If you need a break now and have a few extra thousand dollars kicking around, now is a great time to invest that spare cash in a traditional IRA. Make a regular (NOT a rollover) contribution and see how it reduces your adjusted gross income. This will lower your tax bill across the board, though the maximum deduction is dependent upon your modified adjusted gross income total and also your filing status and cohabitation situation (where applicable).

These days, you can contribute $5,000, or $6,000 if  you’re age 50 or older. Additionally, if you’re married and filing jointly, both of you can contribute the maximum, even if only one of you is a wage-earner, so long as you earned at least $10,000. This minimum combined compensation limit rises depending upon whether one or both of you is age 50 or older, to $11,000 or $12,000, respectively.
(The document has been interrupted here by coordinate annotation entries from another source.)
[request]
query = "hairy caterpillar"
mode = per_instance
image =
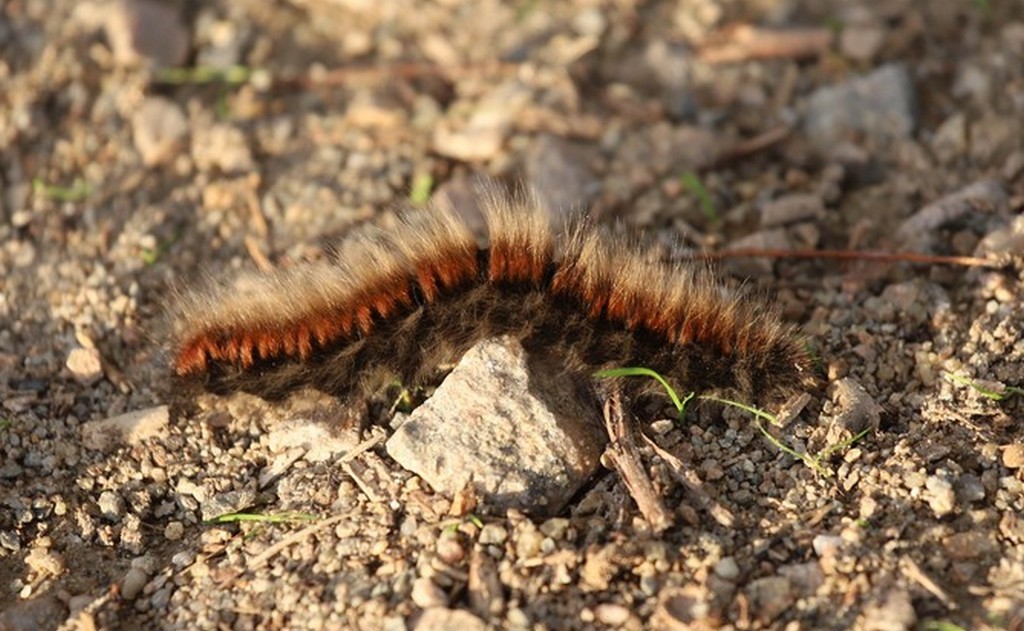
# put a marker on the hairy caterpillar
(401, 302)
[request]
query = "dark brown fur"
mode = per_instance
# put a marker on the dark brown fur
(399, 304)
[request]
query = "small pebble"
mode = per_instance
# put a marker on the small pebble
(111, 505)
(611, 615)
(1013, 456)
(493, 535)
(450, 550)
(133, 583)
(85, 366)
(940, 497)
(174, 531)
(727, 569)
(427, 594)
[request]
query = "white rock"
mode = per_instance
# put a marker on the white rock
(85, 366)
(522, 442)
(130, 428)
(158, 127)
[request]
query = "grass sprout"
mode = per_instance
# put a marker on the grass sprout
(813, 462)
(79, 191)
(692, 183)
(284, 517)
(1008, 390)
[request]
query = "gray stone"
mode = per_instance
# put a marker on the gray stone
(940, 496)
(145, 31)
(221, 146)
(441, 619)
(556, 173)
(42, 613)
(85, 366)
(855, 411)
(159, 128)
(482, 135)
(792, 208)
(770, 596)
(523, 439)
(895, 614)
(130, 428)
(984, 196)
(880, 104)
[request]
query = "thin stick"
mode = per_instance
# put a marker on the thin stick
(855, 255)
(694, 487)
(624, 455)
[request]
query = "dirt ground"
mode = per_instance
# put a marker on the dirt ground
(891, 126)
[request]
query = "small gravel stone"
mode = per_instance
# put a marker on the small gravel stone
(427, 594)
(130, 428)
(131, 586)
(450, 550)
(880, 104)
(159, 127)
(45, 562)
(895, 614)
(222, 148)
(611, 614)
(85, 366)
(441, 619)
(792, 208)
(861, 42)
(970, 489)
(42, 613)
(727, 569)
(174, 531)
(940, 496)
(145, 31)
(112, 505)
(770, 596)
(493, 535)
(518, 439)
(229, 502)
(826, 545)
(1013, 456)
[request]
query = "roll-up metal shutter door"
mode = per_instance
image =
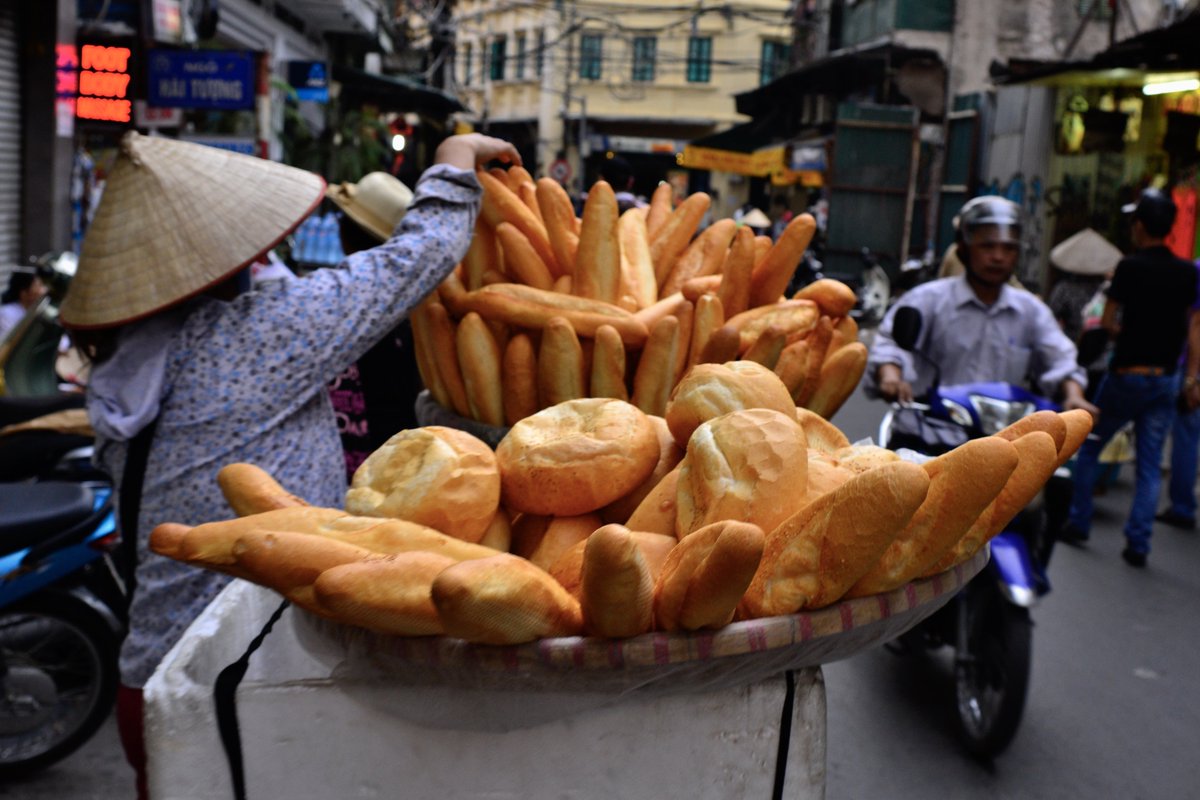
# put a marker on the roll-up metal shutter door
(10, 140)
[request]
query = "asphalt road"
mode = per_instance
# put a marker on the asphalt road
(1114, 707)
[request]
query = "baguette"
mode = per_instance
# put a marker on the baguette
(839, 377)
(655, 370)
(503, 600)
(703, 256)
(813, 558)
(558, 215)
(445, 352)
(559, 365)
(772, 276)
(617, 593)
(706, 575)
(425, 354)
(1037, 461)
(479, 356)
(390, 595)
(502, 204)
(707, 318)
(659, 211)
(737, 271)
(678, 229)
(529, 307)
(521, 262)
(609, 365)
(520, 389)
(961, 483)
(251, 489)
(598, 262)
(637, 278)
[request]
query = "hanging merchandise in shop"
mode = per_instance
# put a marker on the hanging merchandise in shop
(215, 79)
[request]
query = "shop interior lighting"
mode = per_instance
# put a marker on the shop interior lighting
(1168, 86)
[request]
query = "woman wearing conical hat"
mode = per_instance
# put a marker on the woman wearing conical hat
(204, 373)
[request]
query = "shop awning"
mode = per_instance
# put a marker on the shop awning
(839, 74)
(750, 149)
(395, 94)
(1161, 50)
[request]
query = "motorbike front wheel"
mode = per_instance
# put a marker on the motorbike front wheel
(991, 668)
(58, 680)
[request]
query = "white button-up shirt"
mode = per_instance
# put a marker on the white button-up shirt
(1015, 340)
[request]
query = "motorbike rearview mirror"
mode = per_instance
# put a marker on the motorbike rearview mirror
(906, 326)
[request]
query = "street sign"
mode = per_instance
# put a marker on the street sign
(220, 79)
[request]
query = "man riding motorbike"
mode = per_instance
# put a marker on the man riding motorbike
(977, 326)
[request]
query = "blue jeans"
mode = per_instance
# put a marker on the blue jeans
(1150, 402)
(1185, 457)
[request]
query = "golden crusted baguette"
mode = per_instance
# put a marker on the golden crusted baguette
(502, 204)
(479, 356)
(816, 555)
(559, 217)
(559, 365)
(773, 274)
(391, 595)
(598, 262)
(529, 307)
(706, 575)
(251, 489)
(961, 483)
(521, 260)
(617, 595)
(520, 389)
(655, 370)
(503, 600)
(609, 365)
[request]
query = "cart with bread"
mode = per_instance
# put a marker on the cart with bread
(616, 555)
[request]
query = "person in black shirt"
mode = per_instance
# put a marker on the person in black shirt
(1149, 314)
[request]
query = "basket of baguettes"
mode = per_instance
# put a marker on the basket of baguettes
(547, 307)
(595, 522)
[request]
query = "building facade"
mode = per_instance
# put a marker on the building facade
(571, 83)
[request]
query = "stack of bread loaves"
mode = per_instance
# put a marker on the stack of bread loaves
(594, 517)
(547, 307)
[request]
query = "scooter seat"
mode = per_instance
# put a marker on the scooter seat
(31, 512)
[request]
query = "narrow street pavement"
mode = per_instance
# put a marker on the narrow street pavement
(1113, 710)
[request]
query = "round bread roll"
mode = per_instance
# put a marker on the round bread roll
(436, 476)
(711, 390)
(576, 457)
(750, 465)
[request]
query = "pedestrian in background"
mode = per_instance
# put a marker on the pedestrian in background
(1146, 312)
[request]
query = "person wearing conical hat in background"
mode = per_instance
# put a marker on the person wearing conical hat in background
(205, 373)
(1084, 262)
(376, 396)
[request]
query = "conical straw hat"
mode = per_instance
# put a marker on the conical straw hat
(1085, 253)
(377, 203)
(177, 218)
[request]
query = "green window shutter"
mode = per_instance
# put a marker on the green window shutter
(645, 52)
(700, 59)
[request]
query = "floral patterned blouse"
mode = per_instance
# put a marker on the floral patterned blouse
(246, 382)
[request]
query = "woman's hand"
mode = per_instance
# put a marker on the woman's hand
(471, 150)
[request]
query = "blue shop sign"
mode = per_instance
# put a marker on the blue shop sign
(310, 80)
(222, 79)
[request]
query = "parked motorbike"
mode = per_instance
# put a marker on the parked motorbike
(63, 590)
(874, 292)
(988, 623)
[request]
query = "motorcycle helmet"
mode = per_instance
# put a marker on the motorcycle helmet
(1000, 218)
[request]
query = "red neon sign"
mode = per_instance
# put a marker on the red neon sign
(105, 84)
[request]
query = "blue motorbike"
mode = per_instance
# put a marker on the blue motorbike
(988, 624)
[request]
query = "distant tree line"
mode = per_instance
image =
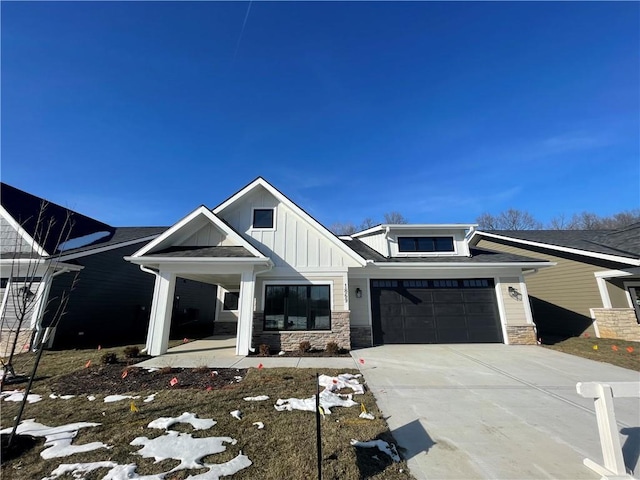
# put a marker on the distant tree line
(513, 219)
(348, 228)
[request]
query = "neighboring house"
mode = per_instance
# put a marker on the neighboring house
(110, 301)
(283, 278)
(594, 287)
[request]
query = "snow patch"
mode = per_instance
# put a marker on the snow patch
(197, 423)
(259, 398)
(57, 439)
(82, 241)
(344, 380)
(117, 398)
(381, 445)
(18, 395)
(328, 400)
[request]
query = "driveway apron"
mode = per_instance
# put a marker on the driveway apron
(495, 411)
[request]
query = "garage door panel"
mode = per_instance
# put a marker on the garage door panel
(430, 311)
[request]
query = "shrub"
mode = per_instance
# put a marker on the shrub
(131, 351)
(264, 349)
(332, 348)
(109, 358)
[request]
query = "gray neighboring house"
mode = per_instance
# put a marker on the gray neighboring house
(594, 286)
(110, 301)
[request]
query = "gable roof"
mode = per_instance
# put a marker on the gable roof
(621, 245)
(24, 208)
(163, 244)
(324, 231)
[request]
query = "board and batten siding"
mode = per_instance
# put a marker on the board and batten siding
(514, 308)
(563, 294)
(293, 242)
(10, 239)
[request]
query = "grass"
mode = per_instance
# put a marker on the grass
(602, 350)
(285, 448)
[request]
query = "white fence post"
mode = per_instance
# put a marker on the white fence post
(603, 395)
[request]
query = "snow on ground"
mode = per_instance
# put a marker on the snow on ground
(328, 400)
(18, 395)
(181, 446)
(381, 445)
(186, 417)
(117, 398)
(259, 398)
(344, 380)
(63, 397)
(57, 439)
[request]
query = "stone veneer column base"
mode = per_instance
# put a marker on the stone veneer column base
(618, 323)
(522, 335)
(290, 340)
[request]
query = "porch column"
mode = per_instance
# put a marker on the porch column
(245, 315)
(161, 309)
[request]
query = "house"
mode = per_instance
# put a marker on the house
(110, 300)
(282, 278)
(594, 287)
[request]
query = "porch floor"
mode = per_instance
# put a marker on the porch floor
(220, 352)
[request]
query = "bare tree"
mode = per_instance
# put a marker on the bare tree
(28, 295)
(395, 218)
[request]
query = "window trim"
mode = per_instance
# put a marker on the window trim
(273, 219)
(422, 253)
(295, 283)
(224, 297)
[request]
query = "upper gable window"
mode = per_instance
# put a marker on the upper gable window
(425, 244)
(263, 218)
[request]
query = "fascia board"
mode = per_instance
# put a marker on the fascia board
(22, 232)
(548, 246)
(283, 199)
(106, 248)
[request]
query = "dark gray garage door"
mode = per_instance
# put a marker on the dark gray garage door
(435, 311)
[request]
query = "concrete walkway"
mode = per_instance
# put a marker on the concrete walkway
(495, 411)
(219, 352)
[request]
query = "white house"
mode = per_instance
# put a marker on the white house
(282, 278)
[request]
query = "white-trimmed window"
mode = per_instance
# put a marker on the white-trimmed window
(297, 307)
(263, 218)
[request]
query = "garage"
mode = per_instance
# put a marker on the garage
(435, 311)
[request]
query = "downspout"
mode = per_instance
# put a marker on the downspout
(147, 270)
(255, 274)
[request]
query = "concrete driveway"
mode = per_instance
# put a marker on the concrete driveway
(495, 411)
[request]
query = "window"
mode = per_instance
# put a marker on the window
(230, 300)
(425, 244)
(297, 307)
(263, 218)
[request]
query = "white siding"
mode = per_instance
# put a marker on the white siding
(292, 242)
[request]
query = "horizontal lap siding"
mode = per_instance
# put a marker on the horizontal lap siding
(107, 302)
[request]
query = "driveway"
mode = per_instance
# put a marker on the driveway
(495, 411)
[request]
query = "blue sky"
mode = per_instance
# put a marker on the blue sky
(136, 113)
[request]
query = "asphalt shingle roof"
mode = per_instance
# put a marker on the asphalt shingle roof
(478, 255)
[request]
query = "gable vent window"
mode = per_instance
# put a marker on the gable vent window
(263, 218)
(425, 244)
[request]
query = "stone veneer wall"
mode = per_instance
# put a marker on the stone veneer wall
(618, 323)
(361, 337)
(225, 328)
(290, 340)
(6, 341)
(521, 335)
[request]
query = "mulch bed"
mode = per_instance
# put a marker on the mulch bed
(111, 379)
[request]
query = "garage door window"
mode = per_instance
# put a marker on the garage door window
(297, 307)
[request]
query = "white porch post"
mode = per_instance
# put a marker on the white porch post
(161, 309)
(245, 315)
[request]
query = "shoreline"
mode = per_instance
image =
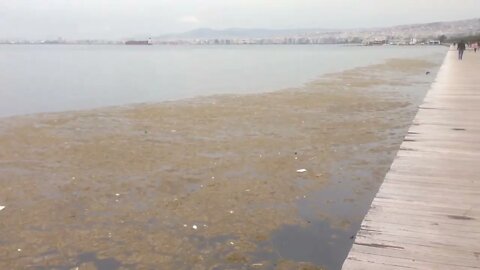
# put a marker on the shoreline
(174, 184)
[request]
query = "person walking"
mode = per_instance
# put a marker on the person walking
(461, 49)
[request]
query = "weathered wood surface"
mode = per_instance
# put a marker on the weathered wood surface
(427, 212)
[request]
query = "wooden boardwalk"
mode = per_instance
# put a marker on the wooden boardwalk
(427, 212)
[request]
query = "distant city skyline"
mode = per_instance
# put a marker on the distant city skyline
(116, 19)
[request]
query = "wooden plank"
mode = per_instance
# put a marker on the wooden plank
(426, 214)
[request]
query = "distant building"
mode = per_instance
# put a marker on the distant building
(138, 42)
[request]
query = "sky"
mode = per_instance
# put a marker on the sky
(114, 19)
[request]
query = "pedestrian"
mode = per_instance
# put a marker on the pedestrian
(461, 49)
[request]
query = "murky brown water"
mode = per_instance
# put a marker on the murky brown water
(207, 183)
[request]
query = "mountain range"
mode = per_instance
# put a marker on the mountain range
(427, 30)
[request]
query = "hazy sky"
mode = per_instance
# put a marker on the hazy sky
(40, 19)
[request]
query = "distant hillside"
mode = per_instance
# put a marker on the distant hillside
(208, 33)
(428, 30)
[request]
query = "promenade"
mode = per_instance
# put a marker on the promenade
(427, 212)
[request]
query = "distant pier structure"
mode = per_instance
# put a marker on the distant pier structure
(426, 215)
(139, 42)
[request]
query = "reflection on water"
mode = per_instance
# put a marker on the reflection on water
(209, 183)
(38, 78)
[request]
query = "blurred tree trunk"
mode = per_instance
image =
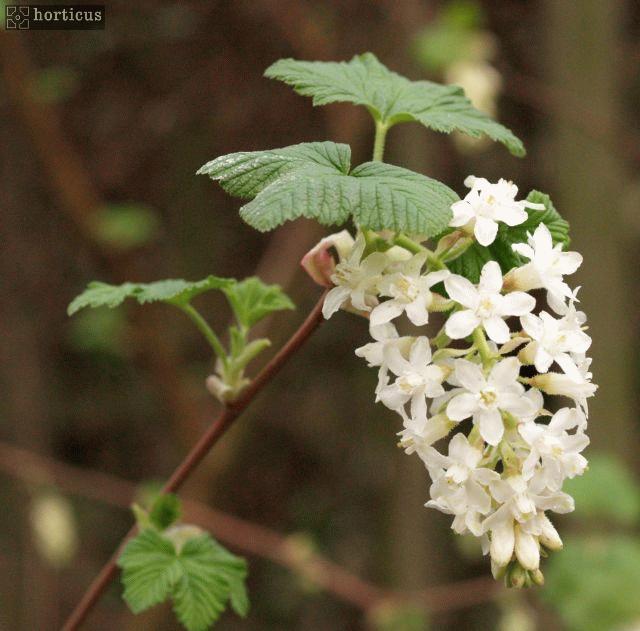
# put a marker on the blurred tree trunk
(582, 57)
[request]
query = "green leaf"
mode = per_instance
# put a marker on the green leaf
(592, 581)
(165, 510)
(100, 294)
(246, 173)
(199, 576)
(376, 195)
(471, 262)
(607, 491)
(558, 227)
(389, 97)
(252, 300)
(150, 570)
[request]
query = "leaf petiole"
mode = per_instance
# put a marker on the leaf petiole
(206, 330)
(380, 139)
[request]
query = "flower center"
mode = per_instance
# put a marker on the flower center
(489, 397)
(406, 288)
(486, 307)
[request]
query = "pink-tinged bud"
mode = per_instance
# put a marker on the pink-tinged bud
(319, 263)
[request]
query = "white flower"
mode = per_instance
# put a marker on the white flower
(546, 269)
(563, 385)
(419, 434)
(355, 280)
(519, 522)
(319, 264)
(485, 305)
(458, 487)
(555, 448)
(488, 203)
(375, 353)
(409, 291)
(484, 398)
(555, 340)
(417, 378)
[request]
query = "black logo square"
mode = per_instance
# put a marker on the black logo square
(16, 17)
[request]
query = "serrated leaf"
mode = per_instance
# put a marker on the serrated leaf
(558, 227)
(165, 510)
(200, 577)
(252, 300)
(177, 291)
(212, 575)
(376, 195)
(389, 97)
(471, 262)
(150, 569)
(246, 173)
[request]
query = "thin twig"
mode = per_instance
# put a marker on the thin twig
(246, 536)
(199, 451)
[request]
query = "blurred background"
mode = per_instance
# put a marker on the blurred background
(101, 133)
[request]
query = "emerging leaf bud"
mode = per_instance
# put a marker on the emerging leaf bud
(319, 263)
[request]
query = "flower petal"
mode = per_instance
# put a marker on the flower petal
(462, 406)
(462, 291)
(490, 278)
(496, 329)
(385, 312)
(490, 425)
(485, 230)
(517, 303)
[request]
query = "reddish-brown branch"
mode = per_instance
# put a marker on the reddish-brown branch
(246, 536)
(199, 451)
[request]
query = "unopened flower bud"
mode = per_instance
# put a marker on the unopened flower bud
(527, 549)
(180, 534)
(537, 577)
(319, 263)
(516, 576)
(556, 383)
(549, 536)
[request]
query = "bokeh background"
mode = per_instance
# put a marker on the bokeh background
(101, 133)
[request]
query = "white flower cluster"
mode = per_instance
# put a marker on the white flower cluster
(501, 477)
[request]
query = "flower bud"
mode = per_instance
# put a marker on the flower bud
(516, 576)
(180, 534)
(560, 384)
(537, 577)
(527, 549)
(549, 536)
(502, 543)
(319, 263)
(54, 529)
(498, 571)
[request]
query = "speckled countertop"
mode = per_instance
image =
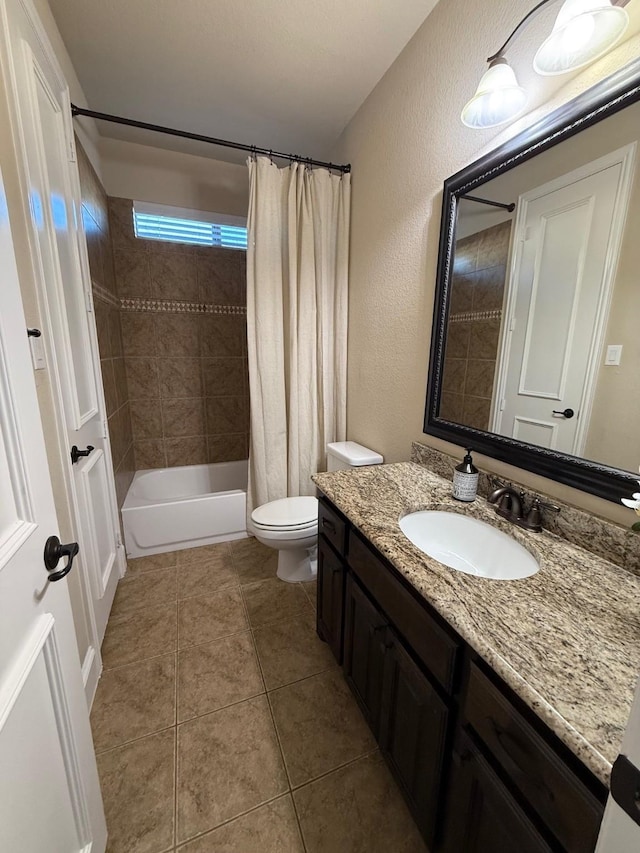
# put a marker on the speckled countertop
(566, 640)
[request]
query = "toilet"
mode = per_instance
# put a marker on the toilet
(290, 525)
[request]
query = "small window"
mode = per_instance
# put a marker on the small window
(196, 228)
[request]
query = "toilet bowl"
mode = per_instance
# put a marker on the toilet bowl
(291, 524)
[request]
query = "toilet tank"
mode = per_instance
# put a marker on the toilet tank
(350, 454)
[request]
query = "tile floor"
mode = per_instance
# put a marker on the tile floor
(222, 723)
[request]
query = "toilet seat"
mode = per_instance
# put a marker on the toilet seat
(295, 514)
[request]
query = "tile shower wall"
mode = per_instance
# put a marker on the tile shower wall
(108, 321)
(184, 338)
(477, 293)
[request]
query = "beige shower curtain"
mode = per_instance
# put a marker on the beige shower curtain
(297, 269)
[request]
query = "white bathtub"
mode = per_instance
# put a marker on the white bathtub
(167, 509)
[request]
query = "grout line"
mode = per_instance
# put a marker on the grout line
(226, 822)
(334, 770)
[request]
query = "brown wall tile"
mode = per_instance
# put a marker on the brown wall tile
(191, 450)
(183, 417)
(138, 334)
(227, 448)
(178, 335)
(132, 273)
(146, 419)
(173, 276)
(180, 377)
(142, 378)
(173, 362)
(149, 453)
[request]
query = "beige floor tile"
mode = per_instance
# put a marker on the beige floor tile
(133, 701)
(145, 590)
(253, 560)
(140, 634)
(355, 809)
(269, 829)
(311, 588)
(320, 726)
(205, 618)
(138, 565)
(291, 650)
(137, 782)
(273, 600)
(216, 674)
(207, 576)
(228, 763)
(205, 552)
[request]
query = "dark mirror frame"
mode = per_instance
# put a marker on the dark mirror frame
(606, 98)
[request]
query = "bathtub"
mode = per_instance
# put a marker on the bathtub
(168, 509)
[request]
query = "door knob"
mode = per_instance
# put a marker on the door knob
(76, 454)
(54, 551)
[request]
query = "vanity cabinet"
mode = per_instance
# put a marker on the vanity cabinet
(478, 769)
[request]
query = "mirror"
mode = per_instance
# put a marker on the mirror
(535, 352)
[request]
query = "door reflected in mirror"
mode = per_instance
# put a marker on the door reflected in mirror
(541, 341)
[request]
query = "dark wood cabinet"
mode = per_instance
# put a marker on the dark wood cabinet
(482, 815)
(414, 734)
(330, 613)
(365, 638)
(509, 784)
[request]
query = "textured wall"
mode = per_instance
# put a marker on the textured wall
(95, 219)
(184, 340)
(403, 142)
(477, 293)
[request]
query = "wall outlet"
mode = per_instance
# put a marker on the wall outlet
(614, 354)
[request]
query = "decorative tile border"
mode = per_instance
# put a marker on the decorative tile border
(177, 307)
(468, 316)
(105, 295)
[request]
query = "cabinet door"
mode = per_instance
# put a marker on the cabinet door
(413, 734)
(482, 815)
(331, 573)
(365, 635)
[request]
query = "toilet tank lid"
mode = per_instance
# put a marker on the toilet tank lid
(287, 512)
(354, 454)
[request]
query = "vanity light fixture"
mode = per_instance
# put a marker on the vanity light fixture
(584, 30)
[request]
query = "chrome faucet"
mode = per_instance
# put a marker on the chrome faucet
(510, 505)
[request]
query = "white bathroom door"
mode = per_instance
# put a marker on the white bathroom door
(567, 239)
(43, 121)
(49, 791)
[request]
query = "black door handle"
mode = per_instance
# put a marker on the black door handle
(76, 454)
(54, 551)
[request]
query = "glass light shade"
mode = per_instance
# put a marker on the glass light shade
(498, 98)
(583, 31)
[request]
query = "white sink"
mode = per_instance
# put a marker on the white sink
(468, 545)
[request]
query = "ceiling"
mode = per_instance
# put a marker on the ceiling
(281, 74)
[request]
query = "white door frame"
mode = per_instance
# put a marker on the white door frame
(50, 302)
(625, 157)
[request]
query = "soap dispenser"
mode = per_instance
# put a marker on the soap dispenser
(465, 479)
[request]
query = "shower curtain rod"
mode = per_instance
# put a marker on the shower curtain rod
(185, 134)
(510, 207)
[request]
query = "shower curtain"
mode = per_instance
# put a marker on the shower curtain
(297, 269)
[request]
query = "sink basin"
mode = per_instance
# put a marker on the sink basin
(468, 545)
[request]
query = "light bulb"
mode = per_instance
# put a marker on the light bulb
(584, 30)
(498, 97)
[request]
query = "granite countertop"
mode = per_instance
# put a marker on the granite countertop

If you qualify as a low-to middle-income taxpayer, check out the credit for qualified retirement savings contribution. This lets you claim a credit on your tax return for a percentage of the qualified retirement-plan contributions you made, based upon your income and filing status. Talk to your accountant, or check out the information on your Turbo Tax software.

You have until April 15 to make these investments, so get on the stick if you want to take advantage of the break for the 2009 tax year.

Looking ahead to next year’s tax bill: now is a great time to start moonlighting as something that has you working at home. As a hobbyist, you can list yourself as an “independent artist” and claim the income you make by selling your wares on eBay, etsy, or the like. As such, you can write off all applicable materials, books, magazines, etc. on your 2010 taxes.

Best of all, though, is that if you set up a special work-nook in your home, you can write off that square footage, as well as a percentage of your electricity and other applicable utilities, furniture, and job-related expenses.  The benefit of this is that if you itemize your deductions, and your deductions are higher than the standard deduction, then you save money! My husband has been doing this for years and, as a result, his hobby pays for itself. Not a bad deal!

(One more idea: if you get busy right now and have a kid before January 1, 2011, you’ll get an extra $1,000 tax credit. This is the only time that having a child will save you money, though, so don’t rush into it lightly.)